Where this costs you
You can miss the moment when the room has genuine information you do not. Strong internal reference combined with low Visual conviction (below) is the classic profile for someone who is right in private and wrong in the meeting — because nobody could see how you got there in time to push back. Slow your no in front of new groups.
Across contexts
Highest at Work (71) and under Pressure (74); slightly lower in close Relationships (58), where you check in more often before deciding. The contrast is normal and worth knowing — it is not inconsistency.
Coaching prompt
Coaching prompt: when did you last change your mind because of someone else? Trace the chain — what was the input, who was it from, what made it land?
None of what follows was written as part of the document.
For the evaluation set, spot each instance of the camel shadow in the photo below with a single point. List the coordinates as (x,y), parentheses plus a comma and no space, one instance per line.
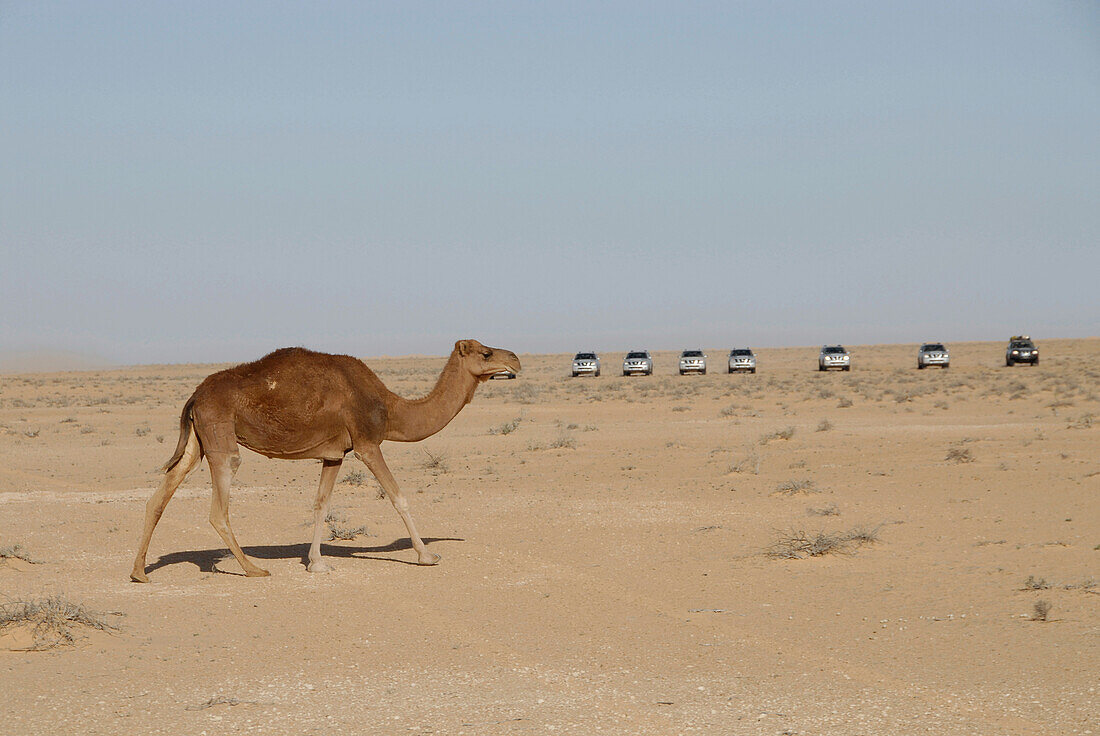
(206,560)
The answer maps the edges of this trait.
Future-pulled
Ultra-high82
The reading
You are pulled forward more strongly than most people. Conversations about what something could become land easier with you than conversations about what something is. The Ultra-high band is rare and powerful — it is what lets you persist through long, ambiguous work — but it also means the present is doing a lot of quiet work to keep your attention, and sometimes it loses.
Where this helps you
You are who other people rely on for direction when the path is not yet visible. You hold the long arc through quarters of mess. You spot the second-order consequence before the first-order one has even finished playing out. In strategic work this is leverage; in repair work this is the only fuel that survives.
Where this costs you
Present-tense people experience you as somewhere else even when you are in the room. You can under-weight the meeting you are in, the version that exists today, the person who needs an answer this week. Pair this with High Initiator (above) and you will start the next thing before finishing the current one, more often than you think.
Across contexts
Stable across Work, Business and Learning; drops in Relationships and Community, where pulling forward can read as not being present. This is one of the most useful contrasts to know — it explains why your performance review and your last anniversary feel like two different reports on you.
Coaching prompt
Coaching prompt: name the last thing you were genuinely, fully present for. If the answer takes more than 20 seconds to find, that is the data.
Visual conviction
Coping36
The reading
You can hold a complicated idea in your head without a diagram, and you rarely feel the need to externalise it for yourself. The Coping band here is not a deficit — it just means the work of making your thinking visible to other people is not where your energy naturally goes. You read; you do not always draw. Under fatigue, you will skip the picture entirely.
Where this helps you
You move faster than people who need to draw it first. You can hold ambiguity and abstract relationships without forcing them onto a board. In writing-heavy environments — strategy memos, contracts, technical specs — this is a meaningful advantage; the picture is the prose, and the prose is the picture.
Where this costs you
Your team often does not know how you got somewhere. You arrive at the answer with the workings invisible. People with high Visual conviction read this as either intimidating or hand-waving — neither is what you intend. In group decisions, this is the single trait most worth offsetting deliberately: draw the bad version of the picture on the whiteboard before you speak.
Across contexts
Coping across all five life contexts measured here — a consistent profile, not a context-specific dip. That stability matters: this is not "you under stress", this is how you process information by default.
Coaching prompt
Coaching prompt: in your last group decision, did the people around you ever ask "wait, can you draw that?" The frequency of that question is your readout on this trait.